Fai appena in tempo a trovare qualche punto di riferimento che immediatamente la storia implode su se stessa, quando Kronauer, il personaggio che abbiano iniziato a seguire nel suo peregrinare, scopre il kolchoz Terminus Radioso e i suoi straordinari abitanti. Da qui in avanti le cose si complicano, si perde ogni ragionevolezza, la realtà si sfalda, e la distinzione tra vivi, morti (e cani) diventa del tutto aleatoria e insignificante.

Il padre-padrone di Terminus Radioso è Soloviei, personaggio-mondo, che tutto divora, mastica e sputa, generatore di universi, folle demiurgo e cantore del disastro, immortale spettro che si aggira nelle vite di chiunque gli attraversi la strada. È lui lo specchio di un’umanità nei suoi istanti finali, il destino entropico, la fine dell’universo.
E dal confronto tra Kronauer (solido, semplice, riconoscibile) e Solovei (complesso, contraddittorio, vorace) si muove tutto li romanzo, che intrappola il lettore in una storia incredibile, inestricabile, a tratti incomprensibile, grazie a una scrittura tra le più affascinanti mi sia mai capitato di incontrare. 

Antoine Volodine cala il lettore in un universo metafisico lasciandolo in balia di eventi e personaggi che come lui si trovano a vagare, impossibilitati ad abbandonare il testo, né vivi né morti, in un limbo dove l’atto del narrare è l’unica possibilità di sopravvivenza.

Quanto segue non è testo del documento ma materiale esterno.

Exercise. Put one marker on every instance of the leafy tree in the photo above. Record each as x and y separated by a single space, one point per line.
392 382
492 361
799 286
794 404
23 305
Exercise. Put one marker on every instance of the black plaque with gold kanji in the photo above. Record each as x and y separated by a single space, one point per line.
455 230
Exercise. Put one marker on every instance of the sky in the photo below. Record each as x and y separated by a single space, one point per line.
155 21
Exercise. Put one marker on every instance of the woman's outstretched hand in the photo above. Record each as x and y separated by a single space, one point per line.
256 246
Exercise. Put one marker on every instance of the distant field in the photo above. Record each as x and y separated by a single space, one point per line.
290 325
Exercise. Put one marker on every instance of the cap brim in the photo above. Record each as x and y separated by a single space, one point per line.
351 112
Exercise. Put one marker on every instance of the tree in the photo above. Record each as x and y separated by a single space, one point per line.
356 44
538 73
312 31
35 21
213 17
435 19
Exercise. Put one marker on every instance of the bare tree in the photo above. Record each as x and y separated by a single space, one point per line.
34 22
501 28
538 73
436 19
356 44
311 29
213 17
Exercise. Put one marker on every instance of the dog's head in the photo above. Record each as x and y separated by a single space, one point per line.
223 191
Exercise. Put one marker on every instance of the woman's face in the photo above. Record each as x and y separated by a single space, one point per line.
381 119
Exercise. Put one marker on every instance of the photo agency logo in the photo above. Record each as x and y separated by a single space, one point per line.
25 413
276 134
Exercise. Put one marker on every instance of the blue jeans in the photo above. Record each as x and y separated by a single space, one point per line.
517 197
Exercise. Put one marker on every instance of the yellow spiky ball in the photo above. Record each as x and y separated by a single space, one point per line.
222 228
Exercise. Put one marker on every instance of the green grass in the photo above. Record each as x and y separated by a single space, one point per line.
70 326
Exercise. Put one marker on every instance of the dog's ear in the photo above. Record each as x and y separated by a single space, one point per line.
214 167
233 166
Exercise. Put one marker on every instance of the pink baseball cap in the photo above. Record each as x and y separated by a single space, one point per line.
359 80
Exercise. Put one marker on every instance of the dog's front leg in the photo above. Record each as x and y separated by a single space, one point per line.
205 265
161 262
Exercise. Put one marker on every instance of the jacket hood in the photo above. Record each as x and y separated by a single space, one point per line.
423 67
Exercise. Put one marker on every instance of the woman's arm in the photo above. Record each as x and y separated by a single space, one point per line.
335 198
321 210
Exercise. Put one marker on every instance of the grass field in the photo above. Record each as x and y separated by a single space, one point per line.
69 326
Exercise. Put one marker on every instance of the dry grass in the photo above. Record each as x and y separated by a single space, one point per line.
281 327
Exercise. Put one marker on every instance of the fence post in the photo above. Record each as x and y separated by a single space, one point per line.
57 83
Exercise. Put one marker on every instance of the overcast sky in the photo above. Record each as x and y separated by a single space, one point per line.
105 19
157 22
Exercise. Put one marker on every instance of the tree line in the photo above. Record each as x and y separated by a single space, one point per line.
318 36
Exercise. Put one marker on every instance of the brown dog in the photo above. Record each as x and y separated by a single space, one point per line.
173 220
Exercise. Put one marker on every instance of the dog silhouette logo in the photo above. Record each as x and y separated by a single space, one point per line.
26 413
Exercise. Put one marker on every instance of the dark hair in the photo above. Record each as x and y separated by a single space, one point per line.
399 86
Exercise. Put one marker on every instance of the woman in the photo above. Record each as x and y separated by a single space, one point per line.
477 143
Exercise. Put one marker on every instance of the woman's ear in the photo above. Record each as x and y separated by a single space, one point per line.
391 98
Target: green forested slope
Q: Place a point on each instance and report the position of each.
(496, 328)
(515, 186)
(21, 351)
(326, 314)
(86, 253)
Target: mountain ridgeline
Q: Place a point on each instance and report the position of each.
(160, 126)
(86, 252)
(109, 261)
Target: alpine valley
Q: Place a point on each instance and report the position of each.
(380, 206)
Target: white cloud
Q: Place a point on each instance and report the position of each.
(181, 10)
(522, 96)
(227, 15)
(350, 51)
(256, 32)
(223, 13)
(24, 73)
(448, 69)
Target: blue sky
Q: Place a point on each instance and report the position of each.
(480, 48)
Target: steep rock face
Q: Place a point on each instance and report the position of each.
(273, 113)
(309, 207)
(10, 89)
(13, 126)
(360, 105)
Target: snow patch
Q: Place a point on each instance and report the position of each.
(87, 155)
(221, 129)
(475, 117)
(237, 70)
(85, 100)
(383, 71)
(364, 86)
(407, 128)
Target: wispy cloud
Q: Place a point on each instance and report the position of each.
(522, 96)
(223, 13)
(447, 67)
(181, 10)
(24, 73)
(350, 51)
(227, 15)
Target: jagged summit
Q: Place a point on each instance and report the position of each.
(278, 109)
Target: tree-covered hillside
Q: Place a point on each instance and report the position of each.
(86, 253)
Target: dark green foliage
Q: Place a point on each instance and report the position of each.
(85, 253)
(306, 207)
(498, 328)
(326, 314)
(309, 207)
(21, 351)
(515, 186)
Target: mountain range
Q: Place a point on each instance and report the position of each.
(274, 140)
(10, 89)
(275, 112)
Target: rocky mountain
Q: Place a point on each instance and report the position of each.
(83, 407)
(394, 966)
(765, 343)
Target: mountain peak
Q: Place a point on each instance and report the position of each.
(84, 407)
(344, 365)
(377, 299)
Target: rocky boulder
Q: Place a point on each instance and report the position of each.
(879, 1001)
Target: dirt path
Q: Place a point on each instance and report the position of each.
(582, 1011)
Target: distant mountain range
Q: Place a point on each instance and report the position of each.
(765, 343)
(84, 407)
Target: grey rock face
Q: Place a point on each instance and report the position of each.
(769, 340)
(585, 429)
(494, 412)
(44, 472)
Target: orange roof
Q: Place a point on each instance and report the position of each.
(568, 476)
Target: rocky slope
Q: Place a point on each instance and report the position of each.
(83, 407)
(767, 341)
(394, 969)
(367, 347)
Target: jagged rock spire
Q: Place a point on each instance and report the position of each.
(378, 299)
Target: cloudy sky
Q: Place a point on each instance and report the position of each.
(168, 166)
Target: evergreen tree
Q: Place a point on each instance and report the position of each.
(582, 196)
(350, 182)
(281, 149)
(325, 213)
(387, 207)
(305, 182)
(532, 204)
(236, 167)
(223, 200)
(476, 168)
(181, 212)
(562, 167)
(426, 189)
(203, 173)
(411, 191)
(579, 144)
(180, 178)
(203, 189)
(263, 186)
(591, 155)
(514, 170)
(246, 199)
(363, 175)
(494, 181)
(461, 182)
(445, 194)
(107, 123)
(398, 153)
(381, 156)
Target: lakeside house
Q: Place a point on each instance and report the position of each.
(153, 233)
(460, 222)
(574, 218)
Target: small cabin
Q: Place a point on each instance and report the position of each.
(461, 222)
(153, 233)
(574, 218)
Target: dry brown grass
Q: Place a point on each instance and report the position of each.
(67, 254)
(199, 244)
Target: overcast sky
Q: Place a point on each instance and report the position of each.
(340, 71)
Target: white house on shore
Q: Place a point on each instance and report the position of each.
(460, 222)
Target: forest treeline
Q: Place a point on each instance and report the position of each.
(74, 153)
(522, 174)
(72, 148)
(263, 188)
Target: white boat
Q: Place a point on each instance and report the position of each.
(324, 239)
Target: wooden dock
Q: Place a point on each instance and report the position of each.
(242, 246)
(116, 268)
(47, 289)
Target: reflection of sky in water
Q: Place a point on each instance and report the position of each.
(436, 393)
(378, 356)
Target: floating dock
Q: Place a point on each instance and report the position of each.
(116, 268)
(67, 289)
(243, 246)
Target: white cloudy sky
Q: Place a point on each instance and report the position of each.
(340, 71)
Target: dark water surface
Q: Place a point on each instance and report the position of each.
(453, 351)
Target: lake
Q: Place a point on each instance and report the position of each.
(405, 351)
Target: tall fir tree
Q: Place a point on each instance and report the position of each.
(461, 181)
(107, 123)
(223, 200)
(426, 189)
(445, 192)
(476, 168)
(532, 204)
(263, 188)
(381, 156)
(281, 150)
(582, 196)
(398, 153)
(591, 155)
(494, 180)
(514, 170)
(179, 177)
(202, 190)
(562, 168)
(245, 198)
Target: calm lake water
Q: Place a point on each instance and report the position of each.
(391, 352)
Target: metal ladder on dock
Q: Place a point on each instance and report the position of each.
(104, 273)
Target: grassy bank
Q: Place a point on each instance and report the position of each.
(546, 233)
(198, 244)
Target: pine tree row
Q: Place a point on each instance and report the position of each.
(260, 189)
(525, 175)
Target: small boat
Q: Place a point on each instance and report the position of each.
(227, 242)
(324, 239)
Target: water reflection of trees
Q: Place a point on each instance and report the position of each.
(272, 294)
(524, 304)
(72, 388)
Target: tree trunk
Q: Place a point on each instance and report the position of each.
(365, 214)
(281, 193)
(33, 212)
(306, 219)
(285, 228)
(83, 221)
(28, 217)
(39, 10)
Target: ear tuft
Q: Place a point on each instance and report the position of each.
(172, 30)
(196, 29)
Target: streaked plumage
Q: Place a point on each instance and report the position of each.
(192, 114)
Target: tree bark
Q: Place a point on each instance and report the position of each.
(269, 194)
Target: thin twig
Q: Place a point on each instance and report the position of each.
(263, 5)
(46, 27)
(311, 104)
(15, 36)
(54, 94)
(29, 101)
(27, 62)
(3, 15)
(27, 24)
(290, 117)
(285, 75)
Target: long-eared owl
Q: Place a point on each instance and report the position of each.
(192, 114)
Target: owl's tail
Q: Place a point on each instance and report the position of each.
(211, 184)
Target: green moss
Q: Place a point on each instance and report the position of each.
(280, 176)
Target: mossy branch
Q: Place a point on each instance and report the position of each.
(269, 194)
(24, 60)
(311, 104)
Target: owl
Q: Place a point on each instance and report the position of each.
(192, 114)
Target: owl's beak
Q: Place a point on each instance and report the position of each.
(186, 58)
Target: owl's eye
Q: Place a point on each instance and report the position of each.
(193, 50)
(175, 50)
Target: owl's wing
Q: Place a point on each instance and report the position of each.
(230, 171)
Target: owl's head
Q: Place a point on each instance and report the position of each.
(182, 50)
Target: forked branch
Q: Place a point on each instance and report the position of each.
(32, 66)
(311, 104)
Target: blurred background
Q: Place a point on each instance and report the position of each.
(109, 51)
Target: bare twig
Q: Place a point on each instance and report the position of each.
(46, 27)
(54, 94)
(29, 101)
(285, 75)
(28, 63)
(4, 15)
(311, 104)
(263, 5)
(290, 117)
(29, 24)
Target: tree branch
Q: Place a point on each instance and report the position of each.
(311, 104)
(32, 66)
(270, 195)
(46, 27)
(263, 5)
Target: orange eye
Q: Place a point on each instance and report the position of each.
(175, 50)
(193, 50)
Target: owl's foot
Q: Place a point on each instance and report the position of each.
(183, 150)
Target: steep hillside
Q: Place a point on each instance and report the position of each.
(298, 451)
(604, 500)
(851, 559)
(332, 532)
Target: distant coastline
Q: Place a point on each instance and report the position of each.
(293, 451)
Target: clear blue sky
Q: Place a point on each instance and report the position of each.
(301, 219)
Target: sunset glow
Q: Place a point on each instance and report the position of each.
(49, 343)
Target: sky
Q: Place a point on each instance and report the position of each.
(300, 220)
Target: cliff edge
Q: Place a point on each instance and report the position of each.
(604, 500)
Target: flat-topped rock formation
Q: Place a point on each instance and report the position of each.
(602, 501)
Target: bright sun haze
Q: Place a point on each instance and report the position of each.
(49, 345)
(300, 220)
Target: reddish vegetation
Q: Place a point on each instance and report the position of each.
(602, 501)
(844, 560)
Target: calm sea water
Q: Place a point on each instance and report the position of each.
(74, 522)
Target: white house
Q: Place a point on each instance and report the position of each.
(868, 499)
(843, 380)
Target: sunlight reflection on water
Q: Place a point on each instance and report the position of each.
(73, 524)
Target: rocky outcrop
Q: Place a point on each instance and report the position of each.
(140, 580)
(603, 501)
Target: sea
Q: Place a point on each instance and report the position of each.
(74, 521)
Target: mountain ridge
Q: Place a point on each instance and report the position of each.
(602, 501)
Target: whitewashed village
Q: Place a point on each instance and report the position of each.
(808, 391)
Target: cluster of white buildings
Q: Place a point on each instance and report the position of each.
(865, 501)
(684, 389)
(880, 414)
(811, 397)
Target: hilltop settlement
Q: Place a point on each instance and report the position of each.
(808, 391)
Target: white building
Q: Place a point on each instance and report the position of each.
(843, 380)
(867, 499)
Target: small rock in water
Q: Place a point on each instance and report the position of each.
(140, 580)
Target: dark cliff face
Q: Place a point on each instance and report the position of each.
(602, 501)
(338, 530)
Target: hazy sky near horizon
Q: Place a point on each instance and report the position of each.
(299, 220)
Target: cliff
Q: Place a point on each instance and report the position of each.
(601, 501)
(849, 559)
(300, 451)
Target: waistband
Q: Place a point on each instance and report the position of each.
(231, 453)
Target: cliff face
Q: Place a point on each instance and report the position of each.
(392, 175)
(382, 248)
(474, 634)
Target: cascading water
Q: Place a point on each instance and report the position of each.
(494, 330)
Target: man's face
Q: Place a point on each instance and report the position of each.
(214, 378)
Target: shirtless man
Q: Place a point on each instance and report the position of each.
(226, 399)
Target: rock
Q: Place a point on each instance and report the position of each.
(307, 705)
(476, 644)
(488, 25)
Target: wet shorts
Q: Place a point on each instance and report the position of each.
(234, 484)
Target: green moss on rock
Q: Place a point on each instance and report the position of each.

Lo fa con un modo di raccontare che a me a ricordato un po’ Bulgakov (per l’abilità di scivolare senza sforzo apparente tra i piani della realtà) e un po’ Perec (per come riesce ad ancorare alle cose, ai particolari, agli elenchi, anche i momenti più straordinari, emozionanti e incredibili del romanzo).
Terminus Radioso è il mondo una volta eliminato tutto il superfluo, con la sua buona dose di allucinazione, di sofferenza (indicibile) e risate (inconcepibili), un vicolo cieco in cui la parola rappresenta l’unica tenue possibilità di salvezza.
Terminus Radioso è un romanzo impossibile, un miracolo di equilibrismo e sapienza, un’epopea fantastica come difficilmente capita di incontrare in libreria. 

Da lettore affamato di storie strane sono molto grato a Antoine Volodine per averlo scritto, ad Anna D’Elia per averlo tradotto in modo magistrale, a 66thand2nd per averlo pubblicato (in una bellissima edizione, tra l'altro). 
E un grazie anche a chi ne ha parlato in rete, facendomelo scoprire (voi sapete chi siete!).